Playing Hookey

Q. All the kids at my high school, when they have doctor’s appointments and the like, stay out a little longer for lunch or ice cream. On a “once in a while” basis, is it a real problem ethically? Are we “robbing” our parents, who pay a hefty annual sum to send us to a Jewish school, expecting us to always attend? 

A. Cutting class occasionally is not inherently unethical. After all, you’re not getting paid by the hour. Judaism considers any girl over the age of 12 and any boy over the age of 13 as an adult who is responsible for her or his own decisions.

At the same time, playing hooky can involve a variety of serious ethical problems. One problem is that after cutting class, the teenager faces powerful temptations to misbehave. If he is caught, he is tempted to lie; due to missed class time, he may be tempted to copy homework or cheat on an exam. Jewish tradition warns us against putting our values to the test in this way.

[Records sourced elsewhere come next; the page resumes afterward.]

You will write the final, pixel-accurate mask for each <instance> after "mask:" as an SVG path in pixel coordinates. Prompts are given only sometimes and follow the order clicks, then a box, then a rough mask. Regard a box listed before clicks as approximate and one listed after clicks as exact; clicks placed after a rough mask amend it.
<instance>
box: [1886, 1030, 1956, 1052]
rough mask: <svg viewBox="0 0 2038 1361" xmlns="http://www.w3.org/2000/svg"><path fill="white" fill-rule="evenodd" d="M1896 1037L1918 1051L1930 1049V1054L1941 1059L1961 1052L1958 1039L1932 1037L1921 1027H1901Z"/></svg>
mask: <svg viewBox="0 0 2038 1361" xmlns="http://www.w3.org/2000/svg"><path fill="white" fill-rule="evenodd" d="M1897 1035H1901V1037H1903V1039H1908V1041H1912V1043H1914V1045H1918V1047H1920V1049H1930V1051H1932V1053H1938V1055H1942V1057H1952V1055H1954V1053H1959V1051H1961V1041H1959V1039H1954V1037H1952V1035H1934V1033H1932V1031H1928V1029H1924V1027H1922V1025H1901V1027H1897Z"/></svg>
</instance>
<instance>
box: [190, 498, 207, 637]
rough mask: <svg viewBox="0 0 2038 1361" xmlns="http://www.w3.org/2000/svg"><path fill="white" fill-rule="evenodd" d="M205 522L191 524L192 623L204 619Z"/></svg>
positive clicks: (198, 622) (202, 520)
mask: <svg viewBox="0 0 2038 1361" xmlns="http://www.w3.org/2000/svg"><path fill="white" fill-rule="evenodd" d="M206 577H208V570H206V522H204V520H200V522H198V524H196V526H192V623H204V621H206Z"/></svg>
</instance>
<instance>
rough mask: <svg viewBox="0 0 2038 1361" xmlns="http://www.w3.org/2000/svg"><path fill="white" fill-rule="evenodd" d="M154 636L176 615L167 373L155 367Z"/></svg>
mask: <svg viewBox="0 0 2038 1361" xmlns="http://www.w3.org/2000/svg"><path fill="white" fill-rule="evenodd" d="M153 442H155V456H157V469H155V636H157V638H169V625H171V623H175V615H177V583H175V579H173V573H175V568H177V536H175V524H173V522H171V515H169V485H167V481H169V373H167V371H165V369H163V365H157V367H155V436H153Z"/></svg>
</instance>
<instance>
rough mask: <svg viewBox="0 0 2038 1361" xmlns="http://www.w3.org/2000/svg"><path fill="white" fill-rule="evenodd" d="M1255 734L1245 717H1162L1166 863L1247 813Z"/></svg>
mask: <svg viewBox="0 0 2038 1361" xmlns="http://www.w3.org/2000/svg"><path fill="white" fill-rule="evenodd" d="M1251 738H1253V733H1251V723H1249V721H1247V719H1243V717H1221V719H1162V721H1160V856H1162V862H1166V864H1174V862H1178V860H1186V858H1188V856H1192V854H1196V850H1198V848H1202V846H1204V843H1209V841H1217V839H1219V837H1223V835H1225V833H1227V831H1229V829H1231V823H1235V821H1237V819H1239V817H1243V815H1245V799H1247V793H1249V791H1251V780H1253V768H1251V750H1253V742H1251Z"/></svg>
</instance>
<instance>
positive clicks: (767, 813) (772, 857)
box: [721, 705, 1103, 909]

Another potential issue is honoring parents. Everyone has an obligation to honor their parents; this is so important that it is one of the Ten Commandments. As long as you are living at home, you have an additional responsibility to conform to household norms, which probably include regular school attendance. If good attendance is very important to your parents, or if skipping classes will reflect badly on them or on other family members, you may be falling short of your responsibility towards your family if you miss class.

Skipping class can also show disrespect for teachers and for the school as a whole. The last thing you want is for your teachers to become demoralized, or for school discipline to fall apart. Another severe problem is that playing hooky may also incite other students to follow your example, against their better judgment and their best interest.

If your school has an honor code, you must abide by it. An honor code is an obligation, which a student takes upon himself.

Mature teenagers are beginning to take on adult responsibility. On the one hand, this means that they can begin to establish their own priorities, which are not necessarily identical to the expectations others have of them. On the other hand, it means that they themselves should be able to value the immense importance of a good education and of contributing to a positive attitude towards the institutions to which they belong and the norms which apply there. A student who carefully takes account of all of these considerations will hopefully conclude that skipping class is seldom a good idea.

It goes without saying that you should never miss Torah classes, as this would constitute neglect of Torah study.